Anomalisa (2015, Charlie Kaufman)

Customer service expert Michael stays at a hotel named after a paranoid delusion in which all people appear to be the same person in different disguises. I didn’t know this until after the movie, but it works anyway because everyone except Michael has the same face and voice (Tom Noonan, paterfamilias of The House of the Devil). Michael is dreamily British-accented but erratic-acting David Thewlis, and life’s the same old drab nightmare for him until he meets someone with a unique voice: Lisa (Jennifer Jason Leigh). His awkward affair with her lasts one night, after which she becomes Noonan-voiced and Michael leaves her, runs home to his Noonan-family.

Full of small pleasures in dialogue and puppet movement, and larger, weirder wonders (Michael’s subterranean gay-panic dream, Japanese automaton from sex shop, stop-motion recreation of a My Man Godfrey scene). Surely need to watch again – need to watch all Kaufman’s movies again.

Opened in Venice with A Bigger Splash, Francofonia and The Clan, winning what appears to be second place to From Afar. Award shows mostly considered it in animation categories, where it universally lost to Inside Out. Made the top-ten in the Skandies anyway, along with acting and screenplay mentions.

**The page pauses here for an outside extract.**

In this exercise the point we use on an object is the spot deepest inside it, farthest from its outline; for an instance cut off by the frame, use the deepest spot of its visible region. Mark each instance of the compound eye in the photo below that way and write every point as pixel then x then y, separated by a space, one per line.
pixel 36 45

R. Porton in Cinema Scope:

The superb deployment of puppets and stop-motion animation in the work of Jan Svankmajer and the Quay Brothers highlight the vicissitudes of the macabre and the fantastic. Kaufman and Johnson’s film, although superficially more prosaic, manages to make the banalities of a business trip as chilling as anything in Alice or Street of Crocodiles. Towards the end of Anomalisa, Michael concludes that the real lesson of his visit to Cincinnati is “there’s no lesson at all,” a fitting coda to a movie which refuses to offer its audience glib bromides or anything more than cold comfort.